School's have IT. It isn't always competent IT (I speak from experience), but clear instructions from up high can lead it

Or, you can flip a switch and enable Zoom, Google, or even Microsoft.

IT people are hammered right now, nobody has time to futz around with some random oss tool that will further stress overutilized remote infrastructure.

While I believe this will work for NYC, I'm not sure how it'll work for Pumpkintown TN
Pumpkinland, TN will use Zoom. It’s exponentially easier, except for older kids already using Google Classroom.
That's kinda my point. That the IT in a major city can use a custom system but that discludes a lot of people. I would wager that most schools don't have a decent IT department. I know that when I was in high school they weren't great and I grew up in a fairly affluent area. Not everyone has the ability to "roll their own"
It probably isn't, but one could hope.

Edit: If I'm honest I'm not even sure how meet.jit.si can function at it's current scale. Especially because I've found no way to send them money.

I think it hosts about a thousand rooms on a lowly single core - absolutely unbelievable in the age of kubernetes, I know... Given that, it needs bandwidth (but Zoom needs that as well for a 30 participant video conf...) and this seems paid for by the consulting company upselling it to companies.
Zoom is known to have at best been massively incompetent and at worst to have been grossly irresponsible and possibly malicious.

Sure other solutions might be just as bad but that is hardly and argument against ditching Zoom immediately. If you've missed the many articles about their weirdly bad security you should definitely go read them.

I saw those articles. Quite a few talked about how Zoom was weirdly insistent that they had end to end encryption (which they do not), and they added some disturbing privacy violating features to the desktop client which they're oddly pushy about, also their privacy statement wasn't exactly reassuring. All red flags, but strictly speaking they don't really impact the security much (they might do god knows what to the metadata, but to my knowledge, that's the same with most alternatives).

The one truly sensitive issue is the zoombombing, and I haven't been able to figure out whether that's truly a security bug or if zoom is just the biggest attack surface and has some terrible default settings.
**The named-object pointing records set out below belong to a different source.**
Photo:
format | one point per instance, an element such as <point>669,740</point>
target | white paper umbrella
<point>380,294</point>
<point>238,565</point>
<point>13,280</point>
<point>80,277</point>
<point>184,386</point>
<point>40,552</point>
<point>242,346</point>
Zoom is notably worse. They rolled their own encryption and it's really, really bad. They also send keys through China even if none of the participants are in China. Questionable behavior even if they were perfect in every other way, which they aren't.
Be careful, you are going up a Chinese-based company that will downvote anything negative and give excuses that most people won't know anything about.
Is this really happening? Lots of very reasonable comments are in fact getting downvoted. Because it is Chinese??? WTF? Are you saying this is a patriotism thing? Or are you saying either Zoom or Chinese organizations are paying people to downvote? Seriously this is bugging me. If this is going on on HN that is a serious violation. Normally HN seems like a sanctuary from crap like that.
Zoom seems popular, so many are willing to sacrifice principles for using something easy. Preconceptions are big everywhere, reinforced not fixed by mod points.
It's not like there aren't other options out there they could be using. I'm sure this was factored into the decision given current events.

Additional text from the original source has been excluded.